Я знаю, что некоторые современные интерпретаторы думают иначе. Мальро, например, утверждает, что пафос Гойи – «это все тот же освященный веками религиозный пафос бесполезного страдания, быть может впервые прочувствованный человеком, который сам себя считал вполне безразличным к Богу».[68] Затем он рассуждает о том, что Гойя писал «абсурдность человеческого бытия» и был «величайшим во всем западном мире истолкователем неизбывной тоски». Проблематичность этого подхода, основанного на ретроспективной оценке, состоит в том, что чувство покорности приобретает здесь по сравнению с самим творчеством Гойи намного больший вес: еще один, последний вздрог – и это чувство перерастет в ощущение бессмысленного поражения. Если ход событий доказывает правоту того, кто предрекал катастрофу (а Гойя не просто запечатлел Пиренейскую войну, он пророчествовал), из этого не следует, что пророчество усугубляет катастрофу, – напротив, пусть немного, но оно облегчает ее, наглядно демонстрируя, что человек способен предвидеть последствия, а такое предвидение является, в сущности, первым шагом к обретению власти над причинами.
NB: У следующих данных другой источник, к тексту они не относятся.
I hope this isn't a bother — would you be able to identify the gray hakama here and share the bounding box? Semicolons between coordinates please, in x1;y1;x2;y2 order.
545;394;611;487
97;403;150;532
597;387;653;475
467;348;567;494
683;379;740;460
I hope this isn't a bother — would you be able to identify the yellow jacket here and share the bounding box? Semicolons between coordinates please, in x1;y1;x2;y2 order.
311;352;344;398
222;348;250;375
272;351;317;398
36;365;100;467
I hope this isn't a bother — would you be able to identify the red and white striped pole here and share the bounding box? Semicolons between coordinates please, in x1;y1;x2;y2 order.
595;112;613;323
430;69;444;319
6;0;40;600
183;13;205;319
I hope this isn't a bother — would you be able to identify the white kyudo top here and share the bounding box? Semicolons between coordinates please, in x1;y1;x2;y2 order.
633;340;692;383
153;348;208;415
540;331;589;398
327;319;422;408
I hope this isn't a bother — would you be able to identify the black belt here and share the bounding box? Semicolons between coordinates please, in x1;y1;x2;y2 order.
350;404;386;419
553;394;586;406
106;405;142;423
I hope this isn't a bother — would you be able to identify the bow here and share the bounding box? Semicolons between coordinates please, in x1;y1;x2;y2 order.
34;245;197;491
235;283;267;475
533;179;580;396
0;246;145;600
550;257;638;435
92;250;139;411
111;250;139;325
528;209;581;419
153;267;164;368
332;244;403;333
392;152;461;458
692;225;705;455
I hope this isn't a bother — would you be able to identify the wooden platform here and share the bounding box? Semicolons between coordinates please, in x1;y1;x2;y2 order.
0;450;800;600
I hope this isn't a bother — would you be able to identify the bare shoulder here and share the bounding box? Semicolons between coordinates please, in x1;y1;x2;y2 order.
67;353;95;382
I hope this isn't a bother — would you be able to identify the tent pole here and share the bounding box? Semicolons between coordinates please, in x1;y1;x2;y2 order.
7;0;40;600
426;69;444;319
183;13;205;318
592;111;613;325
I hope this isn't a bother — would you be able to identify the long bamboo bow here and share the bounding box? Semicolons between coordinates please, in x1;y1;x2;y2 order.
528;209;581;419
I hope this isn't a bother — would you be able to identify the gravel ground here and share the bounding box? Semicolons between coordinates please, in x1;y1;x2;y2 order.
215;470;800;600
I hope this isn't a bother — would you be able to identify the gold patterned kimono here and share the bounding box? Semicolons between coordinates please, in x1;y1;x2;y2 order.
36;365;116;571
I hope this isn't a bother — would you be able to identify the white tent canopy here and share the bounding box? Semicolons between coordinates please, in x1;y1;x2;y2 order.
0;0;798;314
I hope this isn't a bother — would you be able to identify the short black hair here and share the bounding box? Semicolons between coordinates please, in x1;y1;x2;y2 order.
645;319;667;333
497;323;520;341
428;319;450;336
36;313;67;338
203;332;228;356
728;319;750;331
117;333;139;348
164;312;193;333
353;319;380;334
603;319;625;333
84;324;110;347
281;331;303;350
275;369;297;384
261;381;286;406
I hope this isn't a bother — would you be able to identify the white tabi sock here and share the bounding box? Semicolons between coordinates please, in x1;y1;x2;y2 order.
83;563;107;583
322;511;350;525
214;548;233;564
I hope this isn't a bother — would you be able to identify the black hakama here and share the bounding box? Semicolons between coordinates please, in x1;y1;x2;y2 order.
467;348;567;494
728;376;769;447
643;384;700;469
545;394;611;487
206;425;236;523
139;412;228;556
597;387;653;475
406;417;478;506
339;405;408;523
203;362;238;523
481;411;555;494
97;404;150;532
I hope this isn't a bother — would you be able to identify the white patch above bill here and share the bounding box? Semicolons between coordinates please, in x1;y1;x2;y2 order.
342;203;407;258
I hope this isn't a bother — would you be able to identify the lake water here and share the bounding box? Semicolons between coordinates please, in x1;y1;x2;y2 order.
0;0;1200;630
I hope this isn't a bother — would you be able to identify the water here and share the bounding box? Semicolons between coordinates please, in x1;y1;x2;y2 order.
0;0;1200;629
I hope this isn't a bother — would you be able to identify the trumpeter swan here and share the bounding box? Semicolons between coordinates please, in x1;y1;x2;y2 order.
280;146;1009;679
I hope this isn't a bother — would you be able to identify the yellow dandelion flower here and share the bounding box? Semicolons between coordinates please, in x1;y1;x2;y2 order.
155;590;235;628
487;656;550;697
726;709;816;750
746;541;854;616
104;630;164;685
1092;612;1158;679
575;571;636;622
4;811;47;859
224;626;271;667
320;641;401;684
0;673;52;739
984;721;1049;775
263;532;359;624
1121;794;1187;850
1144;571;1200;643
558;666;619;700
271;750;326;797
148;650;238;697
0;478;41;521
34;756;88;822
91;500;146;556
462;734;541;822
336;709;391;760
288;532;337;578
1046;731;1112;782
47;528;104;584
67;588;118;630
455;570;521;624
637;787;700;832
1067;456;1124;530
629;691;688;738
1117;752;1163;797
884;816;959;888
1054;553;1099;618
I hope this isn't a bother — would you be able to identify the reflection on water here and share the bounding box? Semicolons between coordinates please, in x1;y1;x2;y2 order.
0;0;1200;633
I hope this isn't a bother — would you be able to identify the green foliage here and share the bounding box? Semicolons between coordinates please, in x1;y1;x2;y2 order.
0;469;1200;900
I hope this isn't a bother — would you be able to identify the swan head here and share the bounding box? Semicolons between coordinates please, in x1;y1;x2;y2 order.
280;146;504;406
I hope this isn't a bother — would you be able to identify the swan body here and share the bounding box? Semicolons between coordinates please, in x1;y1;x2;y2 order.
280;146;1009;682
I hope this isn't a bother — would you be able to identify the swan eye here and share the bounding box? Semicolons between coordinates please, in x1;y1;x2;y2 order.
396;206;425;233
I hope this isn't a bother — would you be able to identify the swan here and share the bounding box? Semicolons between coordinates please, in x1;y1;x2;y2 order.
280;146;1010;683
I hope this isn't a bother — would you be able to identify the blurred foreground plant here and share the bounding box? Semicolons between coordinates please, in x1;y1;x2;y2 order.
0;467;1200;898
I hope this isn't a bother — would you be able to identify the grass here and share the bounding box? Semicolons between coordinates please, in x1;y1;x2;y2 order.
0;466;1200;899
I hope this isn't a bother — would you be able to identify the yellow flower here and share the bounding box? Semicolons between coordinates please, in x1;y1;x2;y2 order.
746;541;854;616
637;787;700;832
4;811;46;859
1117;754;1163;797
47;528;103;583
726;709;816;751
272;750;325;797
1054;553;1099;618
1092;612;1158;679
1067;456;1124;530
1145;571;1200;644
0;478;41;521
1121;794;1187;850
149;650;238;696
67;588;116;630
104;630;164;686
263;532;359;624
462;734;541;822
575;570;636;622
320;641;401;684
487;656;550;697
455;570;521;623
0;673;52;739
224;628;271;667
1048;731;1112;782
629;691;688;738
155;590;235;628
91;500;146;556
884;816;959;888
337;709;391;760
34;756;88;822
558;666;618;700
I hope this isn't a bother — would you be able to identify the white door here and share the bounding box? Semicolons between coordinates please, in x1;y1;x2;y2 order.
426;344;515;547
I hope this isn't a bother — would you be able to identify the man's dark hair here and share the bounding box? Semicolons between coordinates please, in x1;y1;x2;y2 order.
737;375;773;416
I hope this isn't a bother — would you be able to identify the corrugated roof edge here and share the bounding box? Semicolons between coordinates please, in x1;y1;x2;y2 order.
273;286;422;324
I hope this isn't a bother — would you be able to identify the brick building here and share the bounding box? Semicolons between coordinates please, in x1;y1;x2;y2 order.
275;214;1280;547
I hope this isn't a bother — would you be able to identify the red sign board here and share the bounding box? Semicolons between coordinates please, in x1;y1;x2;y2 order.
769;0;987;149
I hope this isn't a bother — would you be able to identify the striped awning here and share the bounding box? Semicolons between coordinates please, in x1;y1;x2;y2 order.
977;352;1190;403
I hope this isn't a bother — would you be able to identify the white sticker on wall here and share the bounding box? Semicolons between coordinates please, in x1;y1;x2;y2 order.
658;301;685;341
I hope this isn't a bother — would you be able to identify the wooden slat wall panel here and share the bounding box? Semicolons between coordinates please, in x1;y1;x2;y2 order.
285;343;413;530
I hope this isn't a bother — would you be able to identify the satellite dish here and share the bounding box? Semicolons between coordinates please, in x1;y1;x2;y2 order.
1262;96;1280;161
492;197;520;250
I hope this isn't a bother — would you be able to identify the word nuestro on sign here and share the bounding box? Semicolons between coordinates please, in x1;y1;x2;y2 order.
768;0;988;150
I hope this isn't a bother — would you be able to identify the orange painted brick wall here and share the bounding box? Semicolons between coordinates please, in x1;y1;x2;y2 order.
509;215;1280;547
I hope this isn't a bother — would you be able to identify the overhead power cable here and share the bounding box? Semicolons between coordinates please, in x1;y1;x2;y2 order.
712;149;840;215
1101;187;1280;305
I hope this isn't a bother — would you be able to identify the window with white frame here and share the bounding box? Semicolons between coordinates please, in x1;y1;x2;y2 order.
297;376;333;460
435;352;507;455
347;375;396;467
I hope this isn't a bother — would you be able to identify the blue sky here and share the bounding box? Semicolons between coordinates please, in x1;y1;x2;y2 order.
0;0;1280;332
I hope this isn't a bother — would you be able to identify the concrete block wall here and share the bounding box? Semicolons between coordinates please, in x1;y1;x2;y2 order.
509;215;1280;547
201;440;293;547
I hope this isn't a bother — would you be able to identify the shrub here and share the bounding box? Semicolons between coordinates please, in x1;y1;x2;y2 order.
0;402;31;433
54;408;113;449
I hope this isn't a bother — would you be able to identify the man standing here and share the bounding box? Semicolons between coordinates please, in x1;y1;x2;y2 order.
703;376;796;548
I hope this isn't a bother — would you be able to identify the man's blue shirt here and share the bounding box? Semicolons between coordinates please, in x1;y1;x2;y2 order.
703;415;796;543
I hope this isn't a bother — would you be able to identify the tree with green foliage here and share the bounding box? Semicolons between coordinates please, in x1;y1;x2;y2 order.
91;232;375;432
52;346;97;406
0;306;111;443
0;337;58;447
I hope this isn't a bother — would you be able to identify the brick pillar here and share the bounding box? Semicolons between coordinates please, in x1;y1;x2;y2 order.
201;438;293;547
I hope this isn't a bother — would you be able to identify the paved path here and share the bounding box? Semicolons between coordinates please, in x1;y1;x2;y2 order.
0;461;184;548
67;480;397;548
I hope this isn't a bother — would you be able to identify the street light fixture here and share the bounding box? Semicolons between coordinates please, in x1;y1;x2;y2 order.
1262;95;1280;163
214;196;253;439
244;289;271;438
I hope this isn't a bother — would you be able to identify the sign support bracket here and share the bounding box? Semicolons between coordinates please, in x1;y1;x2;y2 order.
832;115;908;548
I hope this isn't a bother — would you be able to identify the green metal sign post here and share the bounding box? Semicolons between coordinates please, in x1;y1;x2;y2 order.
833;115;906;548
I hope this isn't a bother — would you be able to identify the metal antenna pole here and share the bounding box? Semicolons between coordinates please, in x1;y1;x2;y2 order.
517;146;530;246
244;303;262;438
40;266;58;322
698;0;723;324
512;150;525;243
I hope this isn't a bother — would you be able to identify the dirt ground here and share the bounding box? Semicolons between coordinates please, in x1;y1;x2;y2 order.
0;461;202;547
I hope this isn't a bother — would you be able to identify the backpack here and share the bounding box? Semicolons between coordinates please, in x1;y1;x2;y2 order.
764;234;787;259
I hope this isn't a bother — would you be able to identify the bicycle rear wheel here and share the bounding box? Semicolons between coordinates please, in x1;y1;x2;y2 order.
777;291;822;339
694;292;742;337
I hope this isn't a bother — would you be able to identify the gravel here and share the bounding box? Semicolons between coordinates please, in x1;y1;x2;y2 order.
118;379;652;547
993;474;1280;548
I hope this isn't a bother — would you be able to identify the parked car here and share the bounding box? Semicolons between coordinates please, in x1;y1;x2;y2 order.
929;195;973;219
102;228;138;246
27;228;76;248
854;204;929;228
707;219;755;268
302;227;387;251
Отчаяние художника часто понимают неверно. Оно не бывает всеобъемлющим. Оно не распространяется на собственное творчество. В собственном творчестве, как бы мало художник его ни ценил, всегда остается место надежде. А если бы ее не было, он не смог бы аккумулировать ту огромную энергию, достичь той степени концентрации, какие необходимы для творчества. Всякое произведение устанавливает отношения художника с ближними. Таким образом, отчаяние, которое передается зрителю, может быть обманчивым. Степень этого отчаяния зрителю следует всегда оценивать с поправкой на свои отношения с ближними – точно так, как по умолчанию поступает художник в процессе творчества. Мальро, как мне кажется (и это типично для многих разочарованных интеллектуалов), не делает такой поправки. А если делает, значит его отношение к ближним столь безнадежно, что бремя отчаяния становится неподъемным.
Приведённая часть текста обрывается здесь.